The panel first addressed procedure and criteria for the restaurants they decide to review, which are:
· No free meals accepted
· No invites by an establishment accepted
· Visit the establishment under scrutiny three times if employing the star system, twice if a simple review will be given
· Generally bring along companions to help taste more of the menu, though the new trend of tasting menus helps alleviate this necessity
The star system was also discussed, which Mishan admitted she was glad she does not have to use in her column. Wells pointed out that it has been used by different critics in different ways over the years, as it’s not a scientific assessment. When considering if a restaurant deserved that ultra-coveted fourth star, he said he compares the experience to the ones he’s had at other restaurants that scored four stars to see if it measured up. Grimes believes the system acts as shorthand for the reader, and that it was probably best it did not include half-star measurements, as fractional grades are a slippery slope. Bruni is not a big fan of the system, as he believes that only the full review gives the reader an accurate portrayal of the dining experience in question, but conceded that both readers and restaurant owners seem to like them.
Many of the critics had at one time or another experimented with disguise –“If you go wig, you’ve got to go expensive wig,” quipped Sifton – but often found maintaining them during the meals distracting. Frank Bruni would get so caught up in the scheduling and secrecy that when he called to make a reservation, he would suddenly remember he needed a pseudonym, so many of the names he used came from the spines of the books in his office.

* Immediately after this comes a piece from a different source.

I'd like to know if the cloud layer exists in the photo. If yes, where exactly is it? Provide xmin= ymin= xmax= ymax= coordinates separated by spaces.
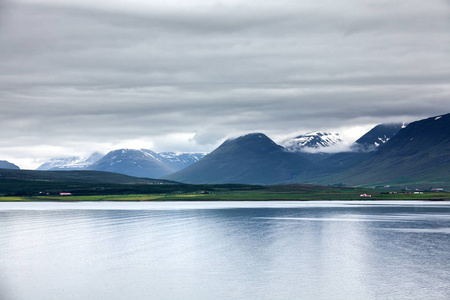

David Carr asked the panel which culinary trends they were tired of, and Liguya Mishan said “kale in cocktails,” while Bruni is bored by “all iterations of ‘farm-to-table.’” Wells rolls his eyes at the “create your perfect bite” trend he has encountered in a number of restaurants, which entails your server explaining exactly how “Chef” wants you to eat the plate before you, bite-for-bite. William Grimes knew it would be a long night on the job when the philosophy behind the food and establishment was explained to him before he got a glimpse of the menu, while Wells has a hard time stomaching “When your server reminds you of someone in the high school drama club that almost learned the lines, but there are just so many lines and the script they’ve been handed doesn’t make sense.”
Finally, the panel was asked the classic question of “If the world was ending, where would you go for dinner?” Sam Sifton would get a classic steak at Peter Luger while Grimes picked Le Bernardin. Pete Wells got the final word, and he responded, “People love to ask this question, and I don’t understand why the critic always has to die. If the world is really about to end, I’m going to a bar.”